Centrifugal Politics
Secession - what is it?
dissolution of a particular regime type
Factors determining the success of federations
Regional Equality
Military support
Degree of decentralization
Significance of political center
Example for the peaceful vs non peaceful fall of federalism in Yugoslavia, USSR and Czechslovakia
Yugoslavia = violent dissolution, USSR AND CZECH = non-violent dissolution
Institutional differences
ACTUAL federalism in the SU and in Czech (insofar as power was distributed relatively equally) and conferderalism in Yugoslavia (where republics dominated the centre?)
Why did confederalism take hold in Yugoslavia? Decentralization of the constitution in 1974 and Tito's death in the early 1980's meant that Yugoslavia had a very weak political center.
Dominant Republics!
(Serbia within Yugoslavia, Russia within the SU, and the Czech lands in Czechoslovakia). During the socialist period, neither Russia nor Czech lands were allotted the same institutional status as the lesser republics making up their federations. Specifically, they were both denied their own communist parties, their own media, their own secret police organizations. No empowerment, Russian/Czech national identity was far less developed and far more confused with soviet identity.

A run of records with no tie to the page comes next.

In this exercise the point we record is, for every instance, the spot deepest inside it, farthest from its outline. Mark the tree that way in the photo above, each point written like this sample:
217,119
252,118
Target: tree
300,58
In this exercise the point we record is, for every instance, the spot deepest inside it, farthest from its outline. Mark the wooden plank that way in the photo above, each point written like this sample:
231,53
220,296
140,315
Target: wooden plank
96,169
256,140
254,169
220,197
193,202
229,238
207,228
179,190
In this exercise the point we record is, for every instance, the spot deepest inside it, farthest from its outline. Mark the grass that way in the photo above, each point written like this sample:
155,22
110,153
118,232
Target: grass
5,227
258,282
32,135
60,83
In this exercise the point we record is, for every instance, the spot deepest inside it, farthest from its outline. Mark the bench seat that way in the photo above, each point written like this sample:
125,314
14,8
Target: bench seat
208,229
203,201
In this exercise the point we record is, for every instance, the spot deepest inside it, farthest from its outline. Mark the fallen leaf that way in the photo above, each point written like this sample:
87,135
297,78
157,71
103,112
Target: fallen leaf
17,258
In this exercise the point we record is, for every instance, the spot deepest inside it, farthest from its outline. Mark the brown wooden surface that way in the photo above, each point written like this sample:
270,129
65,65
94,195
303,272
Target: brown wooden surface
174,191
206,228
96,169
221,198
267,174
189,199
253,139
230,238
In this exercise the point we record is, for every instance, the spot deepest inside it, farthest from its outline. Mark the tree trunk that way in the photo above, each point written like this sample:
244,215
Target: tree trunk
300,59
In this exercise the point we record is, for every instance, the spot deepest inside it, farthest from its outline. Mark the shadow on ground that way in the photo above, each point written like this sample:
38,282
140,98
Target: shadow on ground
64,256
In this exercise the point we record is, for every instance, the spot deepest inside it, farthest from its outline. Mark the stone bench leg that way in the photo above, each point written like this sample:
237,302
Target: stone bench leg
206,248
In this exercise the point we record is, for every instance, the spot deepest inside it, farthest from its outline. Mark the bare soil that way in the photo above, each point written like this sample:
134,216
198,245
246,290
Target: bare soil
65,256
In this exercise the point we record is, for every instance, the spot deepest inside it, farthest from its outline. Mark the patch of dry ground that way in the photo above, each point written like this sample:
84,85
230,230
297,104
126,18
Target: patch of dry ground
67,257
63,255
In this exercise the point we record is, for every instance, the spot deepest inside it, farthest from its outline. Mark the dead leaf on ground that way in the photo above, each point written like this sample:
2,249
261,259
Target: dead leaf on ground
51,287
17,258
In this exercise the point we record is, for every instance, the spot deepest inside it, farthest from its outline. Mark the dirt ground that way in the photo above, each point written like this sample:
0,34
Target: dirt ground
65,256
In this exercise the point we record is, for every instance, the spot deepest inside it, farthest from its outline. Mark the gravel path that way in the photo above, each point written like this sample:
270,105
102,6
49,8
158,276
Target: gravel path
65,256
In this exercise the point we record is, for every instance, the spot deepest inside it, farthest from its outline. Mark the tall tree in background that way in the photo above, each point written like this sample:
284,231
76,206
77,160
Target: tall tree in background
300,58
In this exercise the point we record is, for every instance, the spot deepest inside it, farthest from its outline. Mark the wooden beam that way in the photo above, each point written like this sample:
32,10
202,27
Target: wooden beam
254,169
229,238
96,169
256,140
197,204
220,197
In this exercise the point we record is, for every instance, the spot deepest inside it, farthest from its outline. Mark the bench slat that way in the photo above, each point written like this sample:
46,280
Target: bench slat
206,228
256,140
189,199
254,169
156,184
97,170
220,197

• Yugoslavia provides a sharp contrast, by the second half of the 1970’, Yugolavia featured equality among the republics. The Serbian republic had precisely the same economic, political, social and cultural institution as existed in… (Slovenia, Croatia, Montenegro, and Macadenoia). Thus, Serbia and its leadership had more access to resources for state-buidling. At the same time, Serbia was denied the political power that Russia and the Czech lands enjoyed (overrepresented in things like the corps of the military but were underrepresented in all institutions responsible for making day-to-day decisions within Yugoslavia). As a consequence, its not particularly surprising that Serbs were resentful of Yugoslav developments.
Military Strength!
• Socialist Militaries: In Yugoslavia, the military (JNA) played a central role in the dissolution of the state. The JNA had allies with the republics (the secessionist Serbian minorities within both of these republics). By contrast, the military stood on the sidelines whilst the Czech state was dismantled. In the SU, the military was deployed, but in minimalist short term. However, when the soviet state was formally dismantled in December 1991, the military was not a participant.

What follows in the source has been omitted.